Tom Coughlin’s Frustration Understandable, But Complaining About Greg Schiano’s Tactic Actually Hypocritical


Tom Coughlin's Frustration Understandable, But Complaining About Greg Schiano's Tactic Actually HypocriticalGreg Schiano
's Buccaneers wanted to play for 60 minutes on Sunday. Tom Coughlin's Giants were content with 59 minutes and 55 seconds, and thus we've got ourselves the first big coaching feud of 2012.

Coughlin has two Super Bowl rings to his credit, while Schiano has two NFL games under his belt. In most instances, it's the elder statesman who deserves the benefit of the doubt in times of conflict, but in the Coughlin-Schiano clash, the rookie head coach should be exonerated. Schiano's decision to have his defense go after Eli Manning while the quarterback was taking a knee in the closing seconds may be frowned upon in many football circles, but it's also directly in line with what every coach in the history of coaches has preached since Day 1.

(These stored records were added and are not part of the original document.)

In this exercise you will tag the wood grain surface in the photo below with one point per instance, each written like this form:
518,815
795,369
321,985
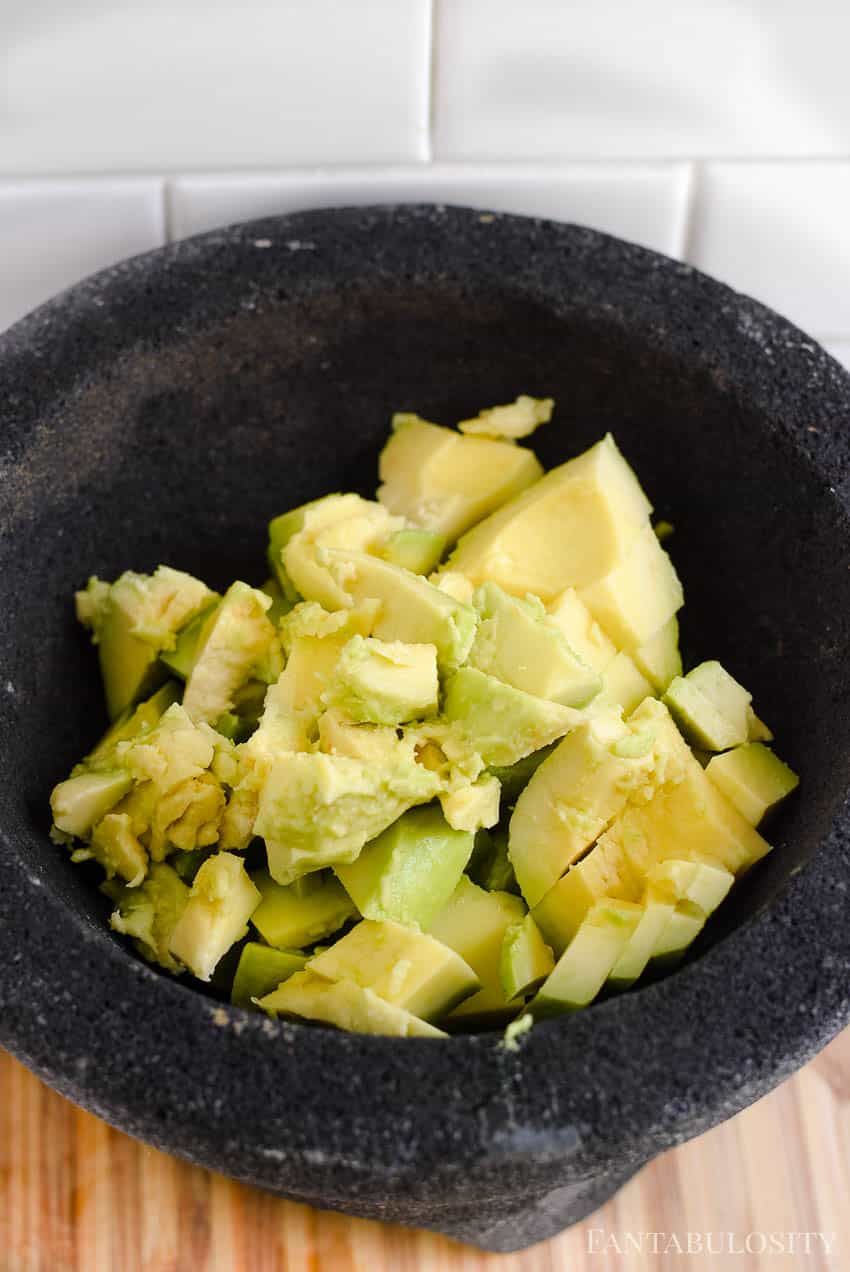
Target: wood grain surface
76,1196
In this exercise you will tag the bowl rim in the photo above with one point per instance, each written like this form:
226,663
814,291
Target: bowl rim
629,1099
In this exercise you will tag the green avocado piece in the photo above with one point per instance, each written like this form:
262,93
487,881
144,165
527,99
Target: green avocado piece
752,779
526,959
585,964
220,903
411,609
132,621
80,801
415,550
150,913
710,707
289,917
517,642
401,966
345,1005
409,871
473,924
503,724
384,682
261,969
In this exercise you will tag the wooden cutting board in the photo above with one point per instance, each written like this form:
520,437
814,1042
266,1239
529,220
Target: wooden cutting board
76,1196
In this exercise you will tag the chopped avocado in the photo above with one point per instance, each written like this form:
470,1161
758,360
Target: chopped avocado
384,682
515,777
220,903
473,924
409,873
415,550
570,799
515,420
710,707
404,967
118,850
234,636
289,919
79,801
261,969
658,658
503,724
447,482
317,810
411,608
150,913
622,684
752,779
132,621
526,959
356,525
517,642
181,658
472,805
570,528
639,594
345,1005
587,962
582,631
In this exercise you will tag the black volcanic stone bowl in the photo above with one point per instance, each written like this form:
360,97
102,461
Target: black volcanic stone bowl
163,411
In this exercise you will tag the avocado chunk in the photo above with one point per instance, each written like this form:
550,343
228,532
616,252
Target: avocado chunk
582,631
406,968
447,482
261,969
317,810
236,635
220,903
639,594
132,621
752,779
526,959
658,658
503,724
409,871
415,550
345,1005
514,420
566,531
384,682
517,642
473,924
571,798
289,919
150,913
710,707
79,801
411,608
587,962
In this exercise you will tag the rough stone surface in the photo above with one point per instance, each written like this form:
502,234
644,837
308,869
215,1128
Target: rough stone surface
163,411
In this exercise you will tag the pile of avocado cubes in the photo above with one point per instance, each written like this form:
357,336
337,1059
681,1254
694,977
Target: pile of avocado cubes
442,771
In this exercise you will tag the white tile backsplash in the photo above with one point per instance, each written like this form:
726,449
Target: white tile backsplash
129,85
55,233
779,232
594,79
644,202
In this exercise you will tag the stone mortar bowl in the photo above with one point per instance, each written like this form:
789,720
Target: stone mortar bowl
163,411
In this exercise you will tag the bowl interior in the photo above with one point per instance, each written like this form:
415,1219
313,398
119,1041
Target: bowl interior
180,442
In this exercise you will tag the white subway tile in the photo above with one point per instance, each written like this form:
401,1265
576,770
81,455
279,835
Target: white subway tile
779,232
644,202
55,233
594,79
138,85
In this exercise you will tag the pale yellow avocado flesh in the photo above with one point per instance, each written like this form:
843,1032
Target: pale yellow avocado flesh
411,740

Play to the final whistle. Fight for a full 60 minutes. The game's not over until the clock reads all zeros. These phrases are all overused, but the actual philosophy is far less utilized. Most coaches would have ordered their defense to play out the string as Manning and the Giants lined up in victory formation on Sunday, but can we really fault Schiano for acting upon the mundane cliches that are at the foundation of coaching football?

Typically, when a team lines up for a knee with five seconds on the clock, there's minimal contact, the quarterback drops down and the clock runs out — on to the postgame handshakes. That's all fine and good, and in most cases, you won't hear a peep from anyone about the losing team not giving their all for 60 minutes. In other words, the phrase, "play to the final whistle" might as well be "play until the final whistle, or until the team you're playing against is about to take a knee to run out the clock" because that's essentially the truth of the matter. It's all semantics, really.

Sometimes a coach comes along who looks to buck the trend, though. Apparently, Schiano wants to be that guy. And while he's not going to win any popularity contests with his decision to roll the dice on the final snap like he did on Sunday, other coaches need to understand that the Schiano approach is essentially what every coach preaches to his players, and therefore making a big stink about the issue is actually hypocritical. A coach may not like Schiano's tactic, but complaints about a team going against the grain should really fall on deaf ears.

With that said, Coughlin's frustration is certainly understandable. From his perspective, the Giants had the game in the bag, and Tampa Bay's decision to go after the ball and knock down Manning really posed an injury risk that was probably unnecessary and definitely uncommon. It's easy to see how Schiano's decision could be viewed as reckless, and most NFL coaches would be ticked off, especially when their quarterback is as important to their team's success as Manning is to the Giants' success. The frustration needs to be tamed, though, because there's a difference between getting all red in the face and actually expecting a team to stand around idly on any given snap.

If Schiano's Bucs pull the same move again this season, it'll likely still be criticized. But teams will at least understand that actually playing for the full 60 minutes is indeed a real-life concept, and not just a poster board philosophy.